Benefits for Partner Countries
There are a few ways to look at the benefits of the ENP to neighborhood partner countries. The first is to consider why it benefits the governments that agree to the deals, particularly when those governments don’t practice the humanitarian and democratic ethos so important to the EU. Why would Egyptian President Abdel Fattah El-Sisi sign up to receive euros that are in part conditional on his government implementing pro-democratic reforms? Money is the obvious answer, but not the only one.
The second is to look at why the populations of a partner country might want their government to agree to an action plan with the European Union. This is, on its face, an easier argument to understand from the Western perspective. Citizens whose governments agree to an action plan will eventually receive many of the benefits of the European Union through funding for infrastructure projects and twinning of regulations. Moroccans and Moldovans will have better roads, better schools, and safer foods through closer integration with the EU.
The third is the loosening of travel barriers for citizens of partner countries.
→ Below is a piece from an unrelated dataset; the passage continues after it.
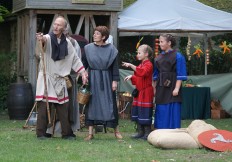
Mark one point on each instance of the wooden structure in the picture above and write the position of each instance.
(37, 16)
Countries that make progress on their ENP Action Plans can be rewarded with greater access to the Schengen Area through a relaxation of visa requirements and an increase in the number of visas available. Recently, some countries such as Ukraine and Georgia received visa-free entry to the Schengen area.
One common criticism from partner countries is that the money promised by the EU doesn’t arrive on time or doesn’t arrive at all. This quote, found in several European Commission Implementing Decision of the Annual Action Plan documents, captures the caveats from the EU succinctly:
“The implementation of this decision is subject to the availability of the appropriations following the adoption of the general budget of the European Union of [current year]”
A common criticism of the ENP (and of EU foreign aid in general) from within Europe is that too much of the aid money goes to autocratic governments that waste it away. Eurosceptics have done an excellent job publicizing these occurrences as a way to illustrate the alleged wastefulness of EU bureaucrats. Those in the EU Common Foreign and Security Policy argue that by not making all EU aid conditional, they bring these autocrats to the table for discussions when they might not otherwise participate. EU officials might also argue that this type of aid is essential for cooperation on security and migration policy in the region. Without some money to grease the wheels, perhaps Egypt and Algeria would not work quite as hard to stop migrants or be as diligent about sharing the names of every person who may have been radicalized. Putting money on the line makes EU concerns a priority for these neighboring governments.